Secure ripping

Discuss the current and future development of Max.
Post Reply
User avatar
sbooth
Site Admin
Posts: 2445
Joined: Fri Dec 23, 2005 7:45 am
Location: USA
Contact:

Secure ripping

Post by sbooth » Mon Jan 23, 2006 9:36 pm

Now that I believe the bugs are ironed out in the 0.5 release series :wink:, I am going to start on writing (from scratch) a secure ripper à la EAC.

But, I am no expert so I am requesting some feedback or referrals to people who may know.

I understand the principle is to read a CD sector as many times as required until a level of certainty is obtained that the data extracted is "true". A CD sector is 2352 bytes, or 18816 bits. I'm a little rusty on probability, so my question is this: what is a mathematically correct algorithm for determining if the sector is correctly extracted?

I know there is more to it than that, though, with C2 error correction and such.

Any information or pointers to information would be much appreciated.

Maurits
Posts: 117
Joined: Sun Jan 29, 2006 1:36 pm
Location: London, Europe

Check out PyRipper thread on HA.org

Post by Maurits » Sun Jan 29, 2006 2:06 pm

You could check out this thread on Hydrogenaudio.

It's about developing a secure ripper for Linux and OS X and has a lot of background info on how to bypass hardware-caches in modern CD/DVD drives.

someone
Posts: 7
Joined: Mon Feb 13, 2006 5:47 am

Post by someone » Mon Feb 13, 2006 5:55 am

I believe there were patches which allowed CDParanoia to bypass CD drive cache. While I understand that it is very difficult to read code written by other, I would still suggest you to look at the source code of cdparanoia and build on top of it. There are interests in hydrogenaudio forum to continue the project, so you might want to contact these people.

Also, consider other options as well. Pyripper/Rubyripper uses the rip and test technique, which I mentioned to you in my bug report. For that, you probably want to use a *less* reliable ripping method and ignore all error reporting.

Lastly, you can try to rip 4-6mbs at once, which might also allow you to bypass the drive cache.

User avatar
sbooth
Site Admin
Posts: 2445
Joined: Fri Dec 23, 2005 7:45 am
Location: USA
Contact:

Post by sbooth » Tue Feb 14, 2006 5:21 am

I've been working on this and have hit some fairly large problems.
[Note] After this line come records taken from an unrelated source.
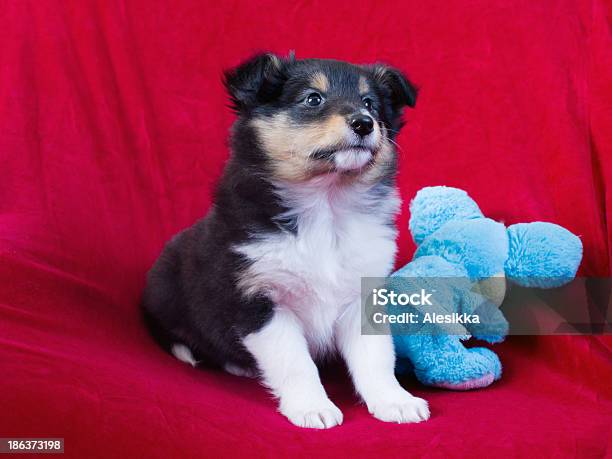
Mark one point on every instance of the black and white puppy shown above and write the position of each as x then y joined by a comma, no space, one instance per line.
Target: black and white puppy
269,280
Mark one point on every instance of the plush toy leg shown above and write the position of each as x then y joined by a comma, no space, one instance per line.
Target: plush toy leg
442,361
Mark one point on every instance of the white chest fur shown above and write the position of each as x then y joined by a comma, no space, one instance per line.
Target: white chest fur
343,234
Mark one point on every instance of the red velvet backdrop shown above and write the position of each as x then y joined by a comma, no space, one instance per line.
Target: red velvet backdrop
113,126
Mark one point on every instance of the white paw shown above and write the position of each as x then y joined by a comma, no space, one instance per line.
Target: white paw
315,415
402,408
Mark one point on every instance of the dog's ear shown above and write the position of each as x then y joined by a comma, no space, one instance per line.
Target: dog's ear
255,81
400,90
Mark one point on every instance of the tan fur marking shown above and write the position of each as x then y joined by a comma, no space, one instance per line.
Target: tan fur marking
319,81
364,87
290,146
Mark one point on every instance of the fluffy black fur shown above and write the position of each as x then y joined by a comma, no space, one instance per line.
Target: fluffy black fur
191,295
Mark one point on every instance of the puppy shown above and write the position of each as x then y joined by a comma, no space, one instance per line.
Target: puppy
269,280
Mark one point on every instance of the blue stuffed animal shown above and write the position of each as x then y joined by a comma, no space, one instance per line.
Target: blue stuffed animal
467,258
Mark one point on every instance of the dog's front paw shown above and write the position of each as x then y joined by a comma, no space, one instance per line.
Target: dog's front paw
315,415
401,408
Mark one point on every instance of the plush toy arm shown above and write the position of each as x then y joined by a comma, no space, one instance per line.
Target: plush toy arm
433,206
439,278
490,325
542,255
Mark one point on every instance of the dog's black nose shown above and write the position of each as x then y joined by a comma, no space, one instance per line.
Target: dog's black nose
362,124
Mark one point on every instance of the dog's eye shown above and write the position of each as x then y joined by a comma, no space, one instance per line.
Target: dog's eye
313,99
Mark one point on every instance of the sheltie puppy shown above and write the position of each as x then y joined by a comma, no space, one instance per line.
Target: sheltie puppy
269,281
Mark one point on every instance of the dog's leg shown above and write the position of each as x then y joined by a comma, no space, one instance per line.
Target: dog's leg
371,361
281,352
First of all, it seems that on OS X there is no good way to do exactly what I am trying to do. I've tried using the STUC MMC commands, but they fail for CDDA (not all; but the ones I am interested in, such as READ_12). I am able to use STUC for the READ CD command, but there is no force unit access (FUA) for that particular one. Ideally I want to use the READ_12, but as I said this seems to be unavailable for CDDA discs. So currently I am stumped...

User avatar
sbooth
Site Admin
Posts: 2445
Joined: Fri Dec 23, 2005 7:45 am
Location: USA
Contact:

Post by sbooth » Tue Feb 14, 2006 5:30 am

someone wrote:I believe there were patches which allowed CDParanoia to bypass CD drive cache. While I understand that it is very difficult to read code written by other, I would still suggest you to look at the source code of cdparanoia and build on top of it. There are interests in hydrogenaudio forum to continue the project, so you might want to contact these people.
I have actually done this, to a certain degree. The problem I've had is that this code is targeted towards a linux-type environment with certain ioctls that don't exist on OS X. So to get it to run requires a port and the necessary features are not in place in OS X to do the port! A giant circle of sorts. There is a good chance I am missing something, though, since I am very new to IOKit programming. Any help would be appreciated.
someone wrote:Also, consider other options as well. Pyripper/Rubyripper uses the rip and test technique, which I mentioned to you in my bug report. For that, you probably want to use a *less* reliable ripping method and ignore all error reporting.
I've grabbed some code that computes the sha256 of arbitrary memory blocks; I have a prototype that extracts some data from a cd and computes the sha256 of the data. Then it does it over again, and compares the two hashes. The problem I've had with this is (again!) that the cache seems to be supplying the data, which basically invalidates the error checking. D'oh!
someone wrote:Lastly, you can try to rip 4-6mbs at once, which might also allow you to bypass the drive cache.
This would probably work, on drives with smaller caches than the chunk size. This seems a bit 'hackish' to me but I guess if it would work, and nothing else seems to...

someone
Posts: 7
Joined: Mon Feb 13, 2006 5:47 am

Post by someone » Wed Feb 15, 2006 6:41 am

sbooth wrote: I've grabbed some code that computes the sha256 of arbitrary memory blocks; I have a prototype that extracts some data from a cd and computes the sha256 of the data. Then it does it over again, and compares the two hashes. The problem I've had with this is (again!) that the cache seems to be supplying the data, which basically invalidates the error checking. D'oh!
Actually, what I really meant is to rip whole tracks in burst mode and compute hash for it. If any subsequent rerip results in the same hash, then that rip will be accepted. I don't believe the hardware cache of any CD drvie can hold a whole track.

someone
Posts: 7
Joined: Mon Feb 13, 2006 5:47 am

Post by someone » Wed Feb 15, 2006 6:54 am

This might be your only option:

http://tinyurl.com/9kuh3

User avatar
sbooth
Site Admin
Posts: 2445
Joined: Fri Dec 23, 2005 7:45 am
Location: USA
Contact:

Post by sbooth » Thu Feb 16, 2006 7:17 pm

It seems ridiculous that one would have to write an in-kernel device driver just to read uncached audio from an MMC-compatible device.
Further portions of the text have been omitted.